Im Raum steht die Idee, vier zusätzliche Klassenräume in Modularbauweise (eine Art flexibler Container) auf dem Schulgelände hinzustellen, um so den dringenden Raumbedarf im Bereich der Oberstufe zu beheben. Innerhalb von sechs bis sieben Monaten, so die Einschätzung der Verwaltung, könnten die Klassenräume jeweils 64 bis 70 Quadratmeter groß) aufgebaut sein. Die Kosten dafür werden auf etwa 714.000 Euro beziffert, hinzu kommt noch Geld für die Ausstattung der vier Räume.

"Mit einer solchen Lösung kann ich ganz gut leben", sagt Schulleiter Dirk Rimpler. "Gegenüber den herkömmlichen Containern ist dort der Schallschutz deutlich besser, ein wichtiger Aspekt bei Klassenräumen." Auch von Elternseite kommt Zustimmung: "Module sind nachhaltiger", sagt Schulpflegschaftsvorsitzender Guido Wolf, "es macht schon Sinn, wenn eine solche Lösung gewählt wird, die recht zeitnah umgesetzt werden kann, und wenn sich die Mehrkosten im Rahmen halten."

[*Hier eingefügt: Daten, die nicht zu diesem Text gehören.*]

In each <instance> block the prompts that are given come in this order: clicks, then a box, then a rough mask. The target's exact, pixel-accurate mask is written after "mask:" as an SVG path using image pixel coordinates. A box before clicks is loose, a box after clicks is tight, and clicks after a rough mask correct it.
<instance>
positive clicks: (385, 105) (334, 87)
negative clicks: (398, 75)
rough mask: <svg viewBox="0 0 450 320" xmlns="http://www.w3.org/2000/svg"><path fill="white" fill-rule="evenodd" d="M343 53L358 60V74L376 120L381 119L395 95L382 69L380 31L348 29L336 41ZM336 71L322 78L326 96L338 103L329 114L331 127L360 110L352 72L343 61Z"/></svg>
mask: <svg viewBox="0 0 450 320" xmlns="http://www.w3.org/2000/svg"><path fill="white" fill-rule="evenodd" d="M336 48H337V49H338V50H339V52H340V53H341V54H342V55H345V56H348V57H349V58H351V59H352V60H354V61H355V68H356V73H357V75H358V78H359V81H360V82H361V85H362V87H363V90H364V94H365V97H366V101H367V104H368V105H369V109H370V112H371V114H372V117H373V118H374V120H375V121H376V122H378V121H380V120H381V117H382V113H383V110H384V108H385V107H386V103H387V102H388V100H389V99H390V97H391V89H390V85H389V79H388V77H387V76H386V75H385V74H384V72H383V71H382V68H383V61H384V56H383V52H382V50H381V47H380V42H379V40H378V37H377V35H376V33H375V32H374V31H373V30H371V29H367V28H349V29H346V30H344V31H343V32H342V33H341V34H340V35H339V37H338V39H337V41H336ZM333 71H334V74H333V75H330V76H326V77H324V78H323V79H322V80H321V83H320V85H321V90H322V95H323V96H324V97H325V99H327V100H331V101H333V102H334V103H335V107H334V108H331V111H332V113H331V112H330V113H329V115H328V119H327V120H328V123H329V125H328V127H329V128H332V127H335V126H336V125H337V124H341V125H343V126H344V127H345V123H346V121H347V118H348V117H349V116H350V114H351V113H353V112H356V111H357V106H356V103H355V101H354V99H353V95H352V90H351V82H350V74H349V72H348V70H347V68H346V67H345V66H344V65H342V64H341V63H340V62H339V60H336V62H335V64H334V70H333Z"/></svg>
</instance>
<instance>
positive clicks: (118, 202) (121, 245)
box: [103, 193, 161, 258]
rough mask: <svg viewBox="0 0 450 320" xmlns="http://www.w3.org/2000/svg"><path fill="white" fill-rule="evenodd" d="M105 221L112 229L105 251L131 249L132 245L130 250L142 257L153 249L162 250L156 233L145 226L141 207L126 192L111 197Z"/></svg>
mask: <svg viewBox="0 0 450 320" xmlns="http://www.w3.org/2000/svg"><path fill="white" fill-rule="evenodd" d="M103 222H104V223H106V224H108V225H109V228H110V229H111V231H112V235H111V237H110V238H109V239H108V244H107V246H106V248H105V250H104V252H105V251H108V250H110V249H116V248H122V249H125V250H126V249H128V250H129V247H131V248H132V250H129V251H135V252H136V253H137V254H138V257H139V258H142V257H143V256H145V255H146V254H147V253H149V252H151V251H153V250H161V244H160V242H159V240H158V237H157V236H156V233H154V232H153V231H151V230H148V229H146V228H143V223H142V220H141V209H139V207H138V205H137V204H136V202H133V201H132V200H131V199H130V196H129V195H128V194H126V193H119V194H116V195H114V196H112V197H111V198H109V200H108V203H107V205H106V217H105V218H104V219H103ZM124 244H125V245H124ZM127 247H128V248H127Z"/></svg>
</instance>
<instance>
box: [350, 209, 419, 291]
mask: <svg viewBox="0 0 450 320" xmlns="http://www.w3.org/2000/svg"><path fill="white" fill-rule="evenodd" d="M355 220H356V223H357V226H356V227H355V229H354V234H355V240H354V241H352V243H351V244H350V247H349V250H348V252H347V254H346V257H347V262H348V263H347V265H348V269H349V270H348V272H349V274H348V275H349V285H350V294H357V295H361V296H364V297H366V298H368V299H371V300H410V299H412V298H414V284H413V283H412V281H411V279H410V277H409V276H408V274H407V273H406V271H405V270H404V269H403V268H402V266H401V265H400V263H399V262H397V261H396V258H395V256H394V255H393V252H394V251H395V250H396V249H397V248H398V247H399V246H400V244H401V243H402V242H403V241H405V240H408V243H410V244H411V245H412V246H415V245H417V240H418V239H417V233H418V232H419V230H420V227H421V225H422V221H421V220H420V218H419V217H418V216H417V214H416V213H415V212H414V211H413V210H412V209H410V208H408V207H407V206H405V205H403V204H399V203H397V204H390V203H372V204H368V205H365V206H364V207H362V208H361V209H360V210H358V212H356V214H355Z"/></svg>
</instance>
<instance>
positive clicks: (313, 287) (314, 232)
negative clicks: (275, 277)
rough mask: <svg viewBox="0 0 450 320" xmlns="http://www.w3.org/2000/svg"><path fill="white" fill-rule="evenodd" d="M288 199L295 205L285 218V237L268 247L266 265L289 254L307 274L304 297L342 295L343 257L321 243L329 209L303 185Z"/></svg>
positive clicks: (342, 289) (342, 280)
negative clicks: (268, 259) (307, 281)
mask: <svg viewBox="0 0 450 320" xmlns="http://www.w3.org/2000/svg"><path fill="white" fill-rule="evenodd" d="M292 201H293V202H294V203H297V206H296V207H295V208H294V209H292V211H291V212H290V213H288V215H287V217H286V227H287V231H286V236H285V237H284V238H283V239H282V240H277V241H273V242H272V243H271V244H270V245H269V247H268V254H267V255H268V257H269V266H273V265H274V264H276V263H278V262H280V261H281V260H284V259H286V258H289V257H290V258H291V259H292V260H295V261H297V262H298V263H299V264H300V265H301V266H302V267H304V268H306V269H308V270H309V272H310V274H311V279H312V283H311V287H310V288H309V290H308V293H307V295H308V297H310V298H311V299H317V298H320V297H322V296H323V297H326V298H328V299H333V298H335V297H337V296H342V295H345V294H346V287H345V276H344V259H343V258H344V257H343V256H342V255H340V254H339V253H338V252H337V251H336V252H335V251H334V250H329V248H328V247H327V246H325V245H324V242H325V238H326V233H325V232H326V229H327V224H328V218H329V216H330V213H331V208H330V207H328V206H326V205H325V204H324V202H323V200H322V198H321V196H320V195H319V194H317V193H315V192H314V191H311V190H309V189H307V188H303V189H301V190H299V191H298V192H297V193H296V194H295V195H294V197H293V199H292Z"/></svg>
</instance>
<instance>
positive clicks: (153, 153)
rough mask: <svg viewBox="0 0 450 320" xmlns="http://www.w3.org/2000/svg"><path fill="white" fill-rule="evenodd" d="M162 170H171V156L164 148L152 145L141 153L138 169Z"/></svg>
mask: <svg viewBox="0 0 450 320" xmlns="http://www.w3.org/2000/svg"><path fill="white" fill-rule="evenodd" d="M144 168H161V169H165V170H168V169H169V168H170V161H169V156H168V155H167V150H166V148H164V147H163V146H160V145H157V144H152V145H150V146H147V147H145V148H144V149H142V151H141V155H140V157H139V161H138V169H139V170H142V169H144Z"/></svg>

Seit geraumer Zeit kämpft die Gesamtschule um mehr Räume. Aber erst im vergangenen Monat beschloss der Rat die Vergrößerung der Schule in Form einer dauerhaften Vierzügigkeit in der Oberstufe. Seit über einem Jahr versucht Direktor Rimpler, auf die Probleme aufmerksam zu machen. Im letzten Schulausschuss nannte er die dramatischen Zahlen: Die bis dato dreizügig ausgelegte Oberstufe ist nominell auf 60 Schüler ausgelegt, Rimpler fährt sie im laufenden Schuljahr aus der Not mit vier Zügen und "103 eigenen Schülern" wie er betont, um der Nachfrage gerecht zu werden. Schüler, die von außen in die BvS-Oberstufe einsteigen wollen, haben keine Chance: "Für dieses Schuljahr gab es solche Wünsche von 47 Schülern, angenommen wurde niemand."

Die Verwaltung legt den Politikern eine Übersicht mit den Varianten vor. Darin wird ein Anbau in konventioneller Bauweise mit Blick auf die vorhandenen Rettungswege und Treppenhäuser vom Architekturbüro Pennings (Dormagen) als "nicht geeignet" bezeichnet. Die Bauzeit für einen Neubau auf der Freifläche nördlich des Oberstufentraktes, dessen Kosten noch nicht beziffert sind, würde zwölf Monate dauern. Zu lange, findet nicht nur die Verwaltung, sondern auch Schulleiter Rimpler, der in dieser Zeit auf ein bis zwei Fachräume verzichten müsste. Beigeordnete Tanja Gaspers sagt: "Im Hinblick auf die längerfristige Nutzung der Modulbauweise und die Zeitschiene schlagen wir dieses Vorgehen vor, auch wenn die Investitionskosten höher als bei der Containerlösung liegen."